Deputy Assistant Secretary of the Air Force for space acquisition Shawn Barnes said he wants to get to the point where Space Force has a “planning force” th...
One advantage of the new Space Force organization is that it allows its leaders to focus exclusively on space, rather than divide their attention between space and air.
That means the new assistant secretary of the Air Force for space acquisition, once they’ve been nominated and confirmed by Congress, will be able to focus more closely on integrating and synchronizing existing space capability and acquisition programs. That’s something sorely needed in the space domain, according to one of the officials working to stand up the new office.
“Often this lack of synchronization is not an acquisition problem per se, but really it’s a problem of disparate funding responsibilities and poorly prioritized capability development,” said Shawn Barnes, deputy assistant secretary of the Air Force for space acquisition, on the Space Foundation’s July 15 Space Policy Pod[cast]. “I believe our real value proposition is not in providing another layer of acquisition oversight, but rather in multiplying the value of space systems through integration and synchronization.”
The problem is that each of the other service branches, as well as a number of agencies in the intelligence community, all have vested interests in space and in protecting those interests. But each is moving in its own direction. Barnes sees an opportunity for the new ASAF to unite everyone on the same page.
That goal gets at issues the Government Accountability Office, RAND Corporation and others pointed out as flaws within DoD’s space acquisition – it is disorganized and duplicative.
For example, Barnes said the Army is actually the largest user of space capabilities right now, while the Navy also relies heavily on space capabilities to maintain awareness of the maritime domain. So these relationships need to be tight, and acquisition priorities need to be coordinated.
“It’ll be the other services’ responsibility in many cases to actually procure the user equipment, and if we don’t work that in a coordinated fashion what we find is that satellites are in orbit, but there’s no user equipment to be able to take advantage of that,” Barnes said. “Or worse, the user equipment is purchased and put into ships and airplanes and ground equipment, but there are no satellites to actually provide the services needed. So we need to make sure that we’ve got that very tight relationship across the services.”
This need for integration also translates to the private sector. Government isn’t the leading driver of innovation in space anymore, and Barnes said it doesn’t actually need to be. Aside from capabilities with no commercial application – like strategic missile warning, sensors and hypersonics – federal agencies instead need to be positioning themselves to take advantage of commercial capabilities and architectures.
For example, as the private sector works on delivering internet or data transfer capability in space, the Defense Department will obviously be interested in those capabilities for their defense applications. But the private sector will also need to build factories to mass produce satellites, which is a capability the government does not currently have. So federal agencies may want access to those assembly lines in order to produce their own systems.
These priorities have guided Barnes in his recent work to help stand up the new ASAF office.
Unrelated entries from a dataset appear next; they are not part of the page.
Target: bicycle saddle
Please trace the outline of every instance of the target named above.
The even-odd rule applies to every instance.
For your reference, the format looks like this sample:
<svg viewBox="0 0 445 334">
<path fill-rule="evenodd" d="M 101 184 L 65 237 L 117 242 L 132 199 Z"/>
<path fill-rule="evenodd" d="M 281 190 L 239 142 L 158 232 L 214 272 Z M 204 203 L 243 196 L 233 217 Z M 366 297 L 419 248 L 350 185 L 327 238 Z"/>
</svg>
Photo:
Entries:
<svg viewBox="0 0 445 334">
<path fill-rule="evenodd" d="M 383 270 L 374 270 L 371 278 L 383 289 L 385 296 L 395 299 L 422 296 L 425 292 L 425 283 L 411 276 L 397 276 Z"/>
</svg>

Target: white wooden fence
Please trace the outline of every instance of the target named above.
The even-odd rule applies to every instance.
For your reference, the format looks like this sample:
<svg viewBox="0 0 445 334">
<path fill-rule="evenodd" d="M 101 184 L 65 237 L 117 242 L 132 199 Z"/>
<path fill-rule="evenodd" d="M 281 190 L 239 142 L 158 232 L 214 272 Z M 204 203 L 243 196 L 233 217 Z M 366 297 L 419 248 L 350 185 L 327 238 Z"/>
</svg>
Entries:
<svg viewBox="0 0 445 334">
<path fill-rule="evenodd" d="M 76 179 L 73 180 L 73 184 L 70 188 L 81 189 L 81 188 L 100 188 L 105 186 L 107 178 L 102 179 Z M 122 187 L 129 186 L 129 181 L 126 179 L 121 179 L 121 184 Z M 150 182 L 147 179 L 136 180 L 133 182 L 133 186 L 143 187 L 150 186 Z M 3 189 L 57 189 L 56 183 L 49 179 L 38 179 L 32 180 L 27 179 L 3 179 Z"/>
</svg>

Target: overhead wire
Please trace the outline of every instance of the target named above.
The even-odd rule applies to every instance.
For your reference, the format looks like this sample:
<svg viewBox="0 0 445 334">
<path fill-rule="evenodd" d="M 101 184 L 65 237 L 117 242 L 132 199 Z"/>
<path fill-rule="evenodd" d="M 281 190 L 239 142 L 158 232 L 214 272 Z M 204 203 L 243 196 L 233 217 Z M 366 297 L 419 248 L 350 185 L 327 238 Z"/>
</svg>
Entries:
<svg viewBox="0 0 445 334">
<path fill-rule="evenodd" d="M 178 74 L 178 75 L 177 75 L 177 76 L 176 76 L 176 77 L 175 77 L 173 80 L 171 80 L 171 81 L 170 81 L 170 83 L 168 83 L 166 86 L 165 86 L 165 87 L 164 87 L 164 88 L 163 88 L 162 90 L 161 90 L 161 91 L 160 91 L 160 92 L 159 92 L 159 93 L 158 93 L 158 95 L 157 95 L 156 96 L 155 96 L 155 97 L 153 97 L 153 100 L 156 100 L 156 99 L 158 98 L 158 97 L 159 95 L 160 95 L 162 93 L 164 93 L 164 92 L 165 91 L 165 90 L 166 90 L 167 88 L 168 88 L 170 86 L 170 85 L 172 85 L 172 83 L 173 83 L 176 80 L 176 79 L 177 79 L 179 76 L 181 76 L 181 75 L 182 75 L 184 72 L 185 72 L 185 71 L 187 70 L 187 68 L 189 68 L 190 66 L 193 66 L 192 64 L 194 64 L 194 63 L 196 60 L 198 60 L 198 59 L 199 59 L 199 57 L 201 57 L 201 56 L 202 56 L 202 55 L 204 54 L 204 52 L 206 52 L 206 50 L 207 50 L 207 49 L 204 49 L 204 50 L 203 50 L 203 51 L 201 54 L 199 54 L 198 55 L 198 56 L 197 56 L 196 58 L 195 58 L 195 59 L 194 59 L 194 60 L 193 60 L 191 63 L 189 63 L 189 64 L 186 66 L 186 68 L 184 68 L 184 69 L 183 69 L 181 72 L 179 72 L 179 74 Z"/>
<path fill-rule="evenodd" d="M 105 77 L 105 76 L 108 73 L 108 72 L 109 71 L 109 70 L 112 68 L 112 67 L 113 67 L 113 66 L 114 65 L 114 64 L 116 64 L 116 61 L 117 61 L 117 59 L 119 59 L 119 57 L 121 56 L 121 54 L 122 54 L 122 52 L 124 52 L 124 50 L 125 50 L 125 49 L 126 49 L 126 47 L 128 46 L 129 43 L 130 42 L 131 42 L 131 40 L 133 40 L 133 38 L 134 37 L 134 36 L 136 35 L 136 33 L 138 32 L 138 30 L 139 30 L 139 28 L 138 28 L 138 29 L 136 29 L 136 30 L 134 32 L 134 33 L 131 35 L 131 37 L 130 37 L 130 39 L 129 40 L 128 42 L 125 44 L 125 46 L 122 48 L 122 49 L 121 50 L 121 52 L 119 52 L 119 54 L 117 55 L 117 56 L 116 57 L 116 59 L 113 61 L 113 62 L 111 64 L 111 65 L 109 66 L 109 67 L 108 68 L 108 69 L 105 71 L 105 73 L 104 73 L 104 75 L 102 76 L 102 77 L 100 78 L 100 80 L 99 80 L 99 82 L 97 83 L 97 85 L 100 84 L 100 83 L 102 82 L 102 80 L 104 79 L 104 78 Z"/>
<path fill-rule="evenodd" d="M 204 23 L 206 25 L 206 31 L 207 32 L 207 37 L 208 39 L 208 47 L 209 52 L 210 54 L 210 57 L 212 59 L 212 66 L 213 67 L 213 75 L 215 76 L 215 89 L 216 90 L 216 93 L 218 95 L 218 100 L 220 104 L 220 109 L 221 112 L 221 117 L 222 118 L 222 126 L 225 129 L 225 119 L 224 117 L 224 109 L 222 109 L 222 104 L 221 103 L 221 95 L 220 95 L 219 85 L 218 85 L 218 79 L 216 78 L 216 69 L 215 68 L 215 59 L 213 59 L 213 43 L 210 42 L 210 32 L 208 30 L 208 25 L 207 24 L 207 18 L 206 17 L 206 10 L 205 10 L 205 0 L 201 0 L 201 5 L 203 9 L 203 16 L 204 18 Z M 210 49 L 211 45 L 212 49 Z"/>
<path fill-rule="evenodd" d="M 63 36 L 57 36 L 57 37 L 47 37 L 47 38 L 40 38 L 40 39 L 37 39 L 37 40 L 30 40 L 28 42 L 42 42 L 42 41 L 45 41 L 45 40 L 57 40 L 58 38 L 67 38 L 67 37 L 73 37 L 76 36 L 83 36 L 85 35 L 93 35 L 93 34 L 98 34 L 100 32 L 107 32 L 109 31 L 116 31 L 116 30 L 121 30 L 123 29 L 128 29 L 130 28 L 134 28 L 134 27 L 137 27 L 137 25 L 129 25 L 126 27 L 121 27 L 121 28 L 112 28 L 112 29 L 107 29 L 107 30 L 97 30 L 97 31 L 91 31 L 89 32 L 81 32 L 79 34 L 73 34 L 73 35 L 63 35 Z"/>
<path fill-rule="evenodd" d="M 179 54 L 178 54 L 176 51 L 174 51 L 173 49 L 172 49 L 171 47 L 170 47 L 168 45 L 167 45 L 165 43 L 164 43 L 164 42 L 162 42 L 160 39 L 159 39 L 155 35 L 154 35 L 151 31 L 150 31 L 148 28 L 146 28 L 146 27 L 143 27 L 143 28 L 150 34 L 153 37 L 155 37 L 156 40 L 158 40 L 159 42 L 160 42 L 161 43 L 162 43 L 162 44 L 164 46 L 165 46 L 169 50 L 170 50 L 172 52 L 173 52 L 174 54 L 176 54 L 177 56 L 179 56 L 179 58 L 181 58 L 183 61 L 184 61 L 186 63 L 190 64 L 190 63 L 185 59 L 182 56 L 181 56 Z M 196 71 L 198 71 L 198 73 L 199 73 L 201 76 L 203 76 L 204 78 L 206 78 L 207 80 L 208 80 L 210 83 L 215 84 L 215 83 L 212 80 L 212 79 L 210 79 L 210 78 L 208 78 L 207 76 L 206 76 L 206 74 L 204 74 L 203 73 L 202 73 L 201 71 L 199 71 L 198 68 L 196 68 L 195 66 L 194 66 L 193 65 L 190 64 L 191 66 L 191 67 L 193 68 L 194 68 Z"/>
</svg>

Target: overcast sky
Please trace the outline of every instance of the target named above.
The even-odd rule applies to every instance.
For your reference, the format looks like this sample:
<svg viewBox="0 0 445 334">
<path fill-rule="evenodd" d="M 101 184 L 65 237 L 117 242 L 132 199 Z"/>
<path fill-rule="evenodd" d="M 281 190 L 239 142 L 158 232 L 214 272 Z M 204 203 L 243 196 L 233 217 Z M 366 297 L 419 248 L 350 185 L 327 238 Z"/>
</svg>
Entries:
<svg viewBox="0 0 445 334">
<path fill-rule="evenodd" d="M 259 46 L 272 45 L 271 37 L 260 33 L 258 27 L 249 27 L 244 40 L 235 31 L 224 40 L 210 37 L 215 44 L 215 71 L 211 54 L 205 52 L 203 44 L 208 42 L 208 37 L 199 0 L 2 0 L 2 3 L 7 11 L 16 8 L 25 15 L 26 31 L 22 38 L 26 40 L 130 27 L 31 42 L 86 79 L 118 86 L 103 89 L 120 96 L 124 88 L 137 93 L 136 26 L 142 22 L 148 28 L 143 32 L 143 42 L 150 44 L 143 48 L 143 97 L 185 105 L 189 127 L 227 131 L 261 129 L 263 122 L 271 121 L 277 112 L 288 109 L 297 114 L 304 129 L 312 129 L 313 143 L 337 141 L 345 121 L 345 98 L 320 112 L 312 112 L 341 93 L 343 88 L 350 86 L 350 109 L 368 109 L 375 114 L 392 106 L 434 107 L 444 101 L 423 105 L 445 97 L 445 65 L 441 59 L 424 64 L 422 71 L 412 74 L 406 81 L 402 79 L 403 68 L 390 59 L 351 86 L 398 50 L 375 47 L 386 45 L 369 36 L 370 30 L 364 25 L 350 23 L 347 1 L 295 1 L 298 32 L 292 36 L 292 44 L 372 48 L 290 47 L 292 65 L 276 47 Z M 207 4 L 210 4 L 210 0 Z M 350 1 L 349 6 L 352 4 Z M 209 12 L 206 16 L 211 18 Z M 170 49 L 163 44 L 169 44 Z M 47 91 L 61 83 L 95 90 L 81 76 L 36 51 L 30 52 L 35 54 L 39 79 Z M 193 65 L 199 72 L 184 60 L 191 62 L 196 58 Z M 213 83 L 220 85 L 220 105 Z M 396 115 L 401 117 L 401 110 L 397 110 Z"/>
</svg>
“What I told the team was ‘ensure that form follows function.’ So in other words, let’s not decide what the org chart looks like and then figure out how to populate it, and then figure out what it ought to do,” he said. “But rather let’s figure out what it ought to do, figure out what sort of authorities and responsibilities and talent that it requires, then build the org chart, and then ensure that you can actually populate your chart with that talent and with the compute capability and capacity that it requires to be able to be functional.”
And as for what the office needs to do, Barnes said other space acquisition organizations, like the Space Rapid Capabilities Office, the Space and Missile System Center and the Space Development Agency, don’t need another layer of oversight. Instead, he doubled down on their need for integration, as well as a desire to drive authorities downward as far as possible.
“So where we have milestone decision authority today up at the headquarters, we would love to drive that down to the [program executive office] level,” he said. “We’d love to drive down the head of contracting authority to the [Space and Missile System Center] level and ensure that they can do the work, they’re taking the bureaucratic burden off the program managers, but also taking the bureaucratic burden out of the headquarters and letting the headquarters be quite a bit more lean as well.”
Barnes said he wants to get to the point where Space Force has a “planning force” that drives the dollars so that the “program force” can be more functional. And that philosophy is already being applied to certain projects.
“One of the key things that we’ve been doing in partnership with [Chief of Space Operations Gen. John] Raymond is working on the next generation missile warning missile defense architecture that’s out there,” Barnes said. “And so we’ve worked closely with [the Space Development Agency] and [Missile Defense Agency] and the Space Force to ensure that we have a single architectural view of how we want to be able to move forward.”